Relazione programmatica per l’annata 2020-2021

Sandro Sgalippa
Presidente RC Pisa 2020-2021

Gentili socie e cari soci,

inizia oggi una nuova annata rotariana: la mia annata. Un’annata che solo un anno e mezzo fa mi sembrava così lontana e che invece è arrivata molto rapidamente.

Sarei ipocrita se vi dicessi di non avere un certo timore nell’avventurarmi alla guida di un Club così prestigioso ma sono sicuro che il vostro supporto mi aiuterà nel compito unitamente a quello del consiglio direttivo e delle commissioni che ringrazio sin da ora per l’aiuto che metteranno a mia disposizione e, di conseguenza, di tutto il sodalizio.

E’ un Club prestigioso il nostro ed è giusto ricordarcelo perché appartenervi deve renderci orgogliosi. E’ questa la sensazione che ho provato quando il Governatore del nostro distretto, Letizia Cardinale, mi ha annunciato che avrebbe iniziato le tradizionali visite della sua annata proprio dal nostro Club in segno di riconoscimento della nostra lunga storia e per il nostro prestigio. Un’iniezione di auto stima non guasta, anzi, è quanto mai opportuna perché l’annata che si è appena conclusa e quella che inizia oggi sono e resteranno, mi auguro, uniche nella storia del Club per gli effetti causati dalla pandemia che ha costretto il mondo all’isolamento lasciando un ricordo indelebile in tutti noi.

Prima di addentrarmi nell’illustrazione del programma dell’annata, non posso non ringraziare Gino. Ha affrontato gli ultimi quattro mesi della sua annata con determinazione e caparbietà che, per alcuni versi, è riuscito a trasmettere anche a noi. E’ riuscito a mantenere alto l’interesse dei soci nei confronti delle numerose iniziative promosse dal Club ed ha “costretto” tutti noi a misurarci con le nuove tecnologie di comunicazione a distanza che continueremo comunque ad utilizzare ancora nell’immediato futuro.

Dopo questa doverosa premessa passo ad illustrarvi, per sommi capi, il programma dell’annata.
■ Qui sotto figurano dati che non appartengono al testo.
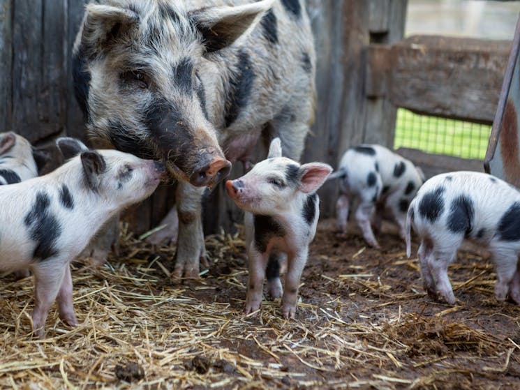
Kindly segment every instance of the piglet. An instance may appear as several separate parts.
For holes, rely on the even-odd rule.
[[[34,150],[24,137],[12,131],[0,133],[0,186],[36,177],[34,157]],[[29,269],[19,269],[14,275],[16,280],[27,278]]]
[[[29,142],[12,131],[0,133],[0,186],[37,176],[38,167]]]
[[[48,174],[0,187],[0,269],[32,271],[39,338],[55,299],[60,318],[77,324],[70,262],[103,223],[150,195],[165,174],[162,163],[88,150],[72,138],[57,142],[65,156],[76,156]]]
[[[406,253],[410,227],[419,235],[418,257],[424,289],[455,303],[447,276],[465,240],[486,247],[495,263],[495,297],[520,304],[520,192],[489,174],[456,172],[435,176],[419,190],[406,216]]]
[[[329,177],[332,179],[339,179],[336,204],[339,230],[346,232],[349,209],[357,200],[356,220],[369,245],[380,248],[372,225],[379,229],[385,211],[404,239],[408,205],[424,180],[420,168],[380,145],[359,145],[345,152],[339,168]]]
[[[282,297],[284,318],[294,318],[298,287],[320,213],[315,191],[332,168],[321,163],[300,165],[282,157],[279,138],[271,142],[267,159],[246,174],[228,180],[231,198],[245,213],[249,281],[246,314],[260,309],[264,278],[269,298]],[[285,290],[280,266],[286,260]]]

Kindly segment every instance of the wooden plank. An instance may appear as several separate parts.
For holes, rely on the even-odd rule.
[[[408,148],[399,148],[396,152],[420,167],[426,179],[452,171],[484,172],[484,161],[481,160],[431,154]]]
[[[67,0],[43,3],[38,112],[40,137],[64,135],[66,123]],[[38,141],[40,141],[38,139]]]
[[[43,0],[15,1],[13,34],[13,122],[11,129],[34,142],[45,137],[40,126]]]
[[[0,1],[0,132],[10,129],[13,63],[13,0]]]
[[[491,123],[510,41],[413,36],[392,46],[388,95],[416,112]]]
[[[369,0],[369,31],[371,33],[387,33],[390,29],[390,0]]]
[[[66,127],[67,134],[84,141],[87,140],[83,113],[74,95],[74,82],[72,77],[72,50],[76,34],[83,20],[84,6],[88,0],[68,0],[67,10],[67,73],[66,73]]]

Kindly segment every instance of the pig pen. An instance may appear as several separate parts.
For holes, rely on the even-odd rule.
[[[332,220],[318,225],[296,320],[278,301],[242,314],[239,234],[207,237],[209,271],[179,283],[169,278],[174,247],[154,248],[123,225],[119,257],[73,266],[80,325],[64,325],[54,307],[42,340],[30,336],[32,280],[0,279],[0,387],[520,387],[520,308],[495,300],[485,253],[461,252],[450,267],[450,306],[426,296],[393,226],[383,225],[380,251],[350,227],[345,237]]]

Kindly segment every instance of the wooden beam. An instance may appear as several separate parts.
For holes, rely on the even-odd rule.
[[[395,105],[421,114],[491,124],[510,46],[417,36],[387,48],[385,61],[385,50],[371,45],[367,93],[387,95]]]

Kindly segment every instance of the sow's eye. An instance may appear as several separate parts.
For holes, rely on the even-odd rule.
[[[283,181],[281,179],[278,179],[277,177],[270,177],[267,179],[267,182],[269,184],[276,186],[278,188],[283,188],[285,186],[285,183],[283,183]]]
[[[149,77],[140,70],[128,70],[121,73],[120,77],[125,83],[131,84],[141,89],[147,89],[150,84]]]

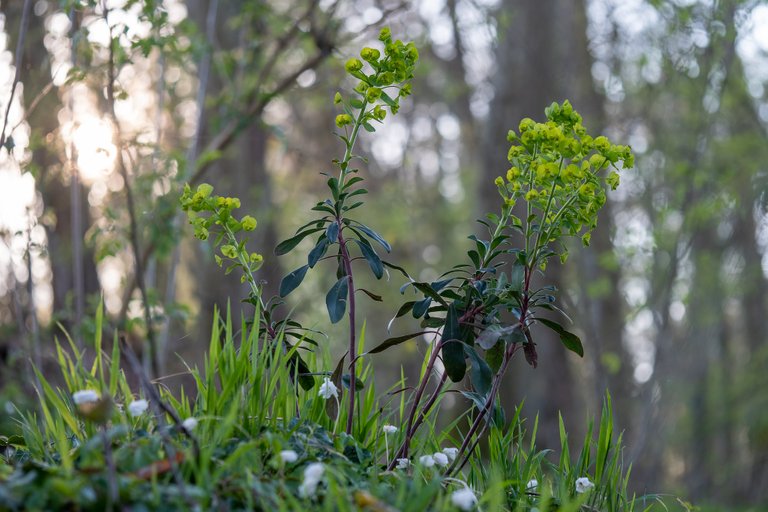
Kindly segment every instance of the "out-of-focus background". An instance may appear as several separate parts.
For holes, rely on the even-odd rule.
[[[768,503],[766,3],[110,0],[106,13],[101,1],[0,1],[2,431],[15,407],[35,407],[31,364],[54,371],[55,339],[92,345],[102,297],[107,334],[145,355],[149,303],[155,376],[171,389],[188,382],[182,359],[201,360],[214,307],[248,312],[236,273],[223,276],[179,215],[184,182],[241,198],[276,293],[302,251],[272,249],[311,218],[319,172],[343,150],[344,61],[389,25],[421,60],[400,114],[362,137],[362,220],[411,275],[462,262],[475,219],[499,208],[507,130],[552,101],[636,154],[591,246],[547,272],[584,358],[540,337],[538,369],[510,371],[506,408],[524,399],[540,445],[555,447],[558,411],[578,436],[608,389],[638,492]],[[310,273],[287,306],[338,357],[332,274]],[[364,283],[385,298],[361,300],[369,346],[414,328],[405,317],[387,330],[403,279]],[[401,366],[418,375],[423,343],[372,356],[380,389]],[[442,414],[465,407],[449,395]]]

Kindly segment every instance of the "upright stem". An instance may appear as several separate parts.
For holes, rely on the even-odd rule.
[[[344,272],[349,277],[349,410],[347,411],[347,434],[352,434],[352,423],[355,418],[355,388],[357,380],[357,340],[355,333],[355,280],[352,277],[352,259],[349,257],[347,241],[339,228],[339,247],[341,247],[341,261]]]
[[[419,402],[421,402],[421,397],[424,395],[424,390],[427,387],[427,382],[429,382],[429,377],[432,375],[432,370],[435,367],[435,362],[437,362],[437,356],[440,354],[440,349],[443,347],[442,340],[435,342],[435,346],[432,347],[432,354],[429,356],[429,362],[427,362],[427,367],[424,370],[424,376],[421,378],[421,382],[419,383],[419,387],[416,390],[416,394],[413,397],[413,403],[411,404],[411,409],[408,412],[408,420],[405,424],[405,439],[403,439],[403,443],[400,445],[400,448],[397,450],[397,453],[392,458],[392,462],[389,463],[389,466],[387,469],[391,470],[394,468],[395,463],[398,458],[400,457],[408,457],[408,449],[411,444],[411,437],[413,436],[415,432],[414,427],[414,418],[416,418],[416,409],[419,407]],[[441,380],[440,385],[438,385],[437,390],[435,390],[435,393],[432,397],[430,397],[429,402],[427,405],[429,407],[432,406],[434,403],[434,399],[437,397],[436,394],[439,394],[439,390],[442,387],[442,383],[445,382],[445,379]],[[434,398],[434,399],[433,399]],[[425,405],[425,409],[422,411],[422,416],[426,416],[426,409],[427,406]],[[422,416],[419,417],[421,420]],[[419,421],[419,425],[421,424],[421,421]]]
Muovendo proprio dalla pandemia e dalle sue conseguenze, credo di non poter essere smentito se affermassi che lo stravolgimento imposto a molte nostre abitudini le renderanno irreversibilmente diverse rispetto a prima. Il cambiamento è entrato prepotentemente nelle nostre vite e le ha modificate, in taluni casi, anche in maniera determinante. Lo abbiamo purtroppo subito senza poterlo governare se non in minima parte. Per quanto riguarda il nostro Club, dovremo invece gestirlo, governarlo e cercare di individuare proprio nel cambiamento un’opportunità per verificare se non sia il caso di riflettere sul alcune nostre abitudini. Altro affermazione che credo trovi d’accordo è che il Rotary, come tutto l’associazionismo di servizio, sta vivendo ormai da qualche tempo un momento di difficoltà determinato da molteplici fattori che i recenti eventi potrebbero anche acuire. La cartina al tornasole è ben rappresentata dalla diminuzione degli effettivi. Solo per fare l’esempio del nostro distretto, i 3380 soci al 1° luglio 2017 sono diventati 3320 al 1° giugno scorso. Nell’ultimo anno e mezzo ci sono state ben 217 dimissioni; di queste ben 86 con anzianità da 0 a 3 anni che diventano 109 con anzianità fino a 5 anni. Sono numeri che devono farci riflettere. Una volta si diceva che l’affiliazione al Rotary era praticamente a vita e che gli abbandoni erano tipici di altre realtà ma ormai non è più così e quindi questo fatto deve indurci a fare un’attenta analisi. Vorrei quindi condividere con voi un percorso di riflessione e confronto su varie tematiche con un obiettivo ben preciso: come ci immaginiamo il Club fra qualche anno. Partiremo pertanto subito dopo la pausa estiva con un questionario inviato a tutti voi in cui chiederò il vostro parere su più fronti ovvero, ad esempio, se la percentuale delle quote destinate ai service sia ritenuta adeguata, su come la socialità si sviluppi e si mantenga grazie alle conviviali settimanali, sulle modalità di svolgimento delle stesse e dei caminetti, sul loro numero ogni mese e da ultimo, anche sulla sede del Club. Raccolte le risposte e solo dopo averne parlato insieme, valuteremo se le nostre abitudini sono sempre attuali e condivise oppure è opportuno cambiare qualcosa. Questo percorso ritengo non debba spaventarci ne tantomeno vederci pregiudizialmente contrari a discuterne; il cambiamento, se governato, a mio modesto avviso può rappresentare un’opportunità.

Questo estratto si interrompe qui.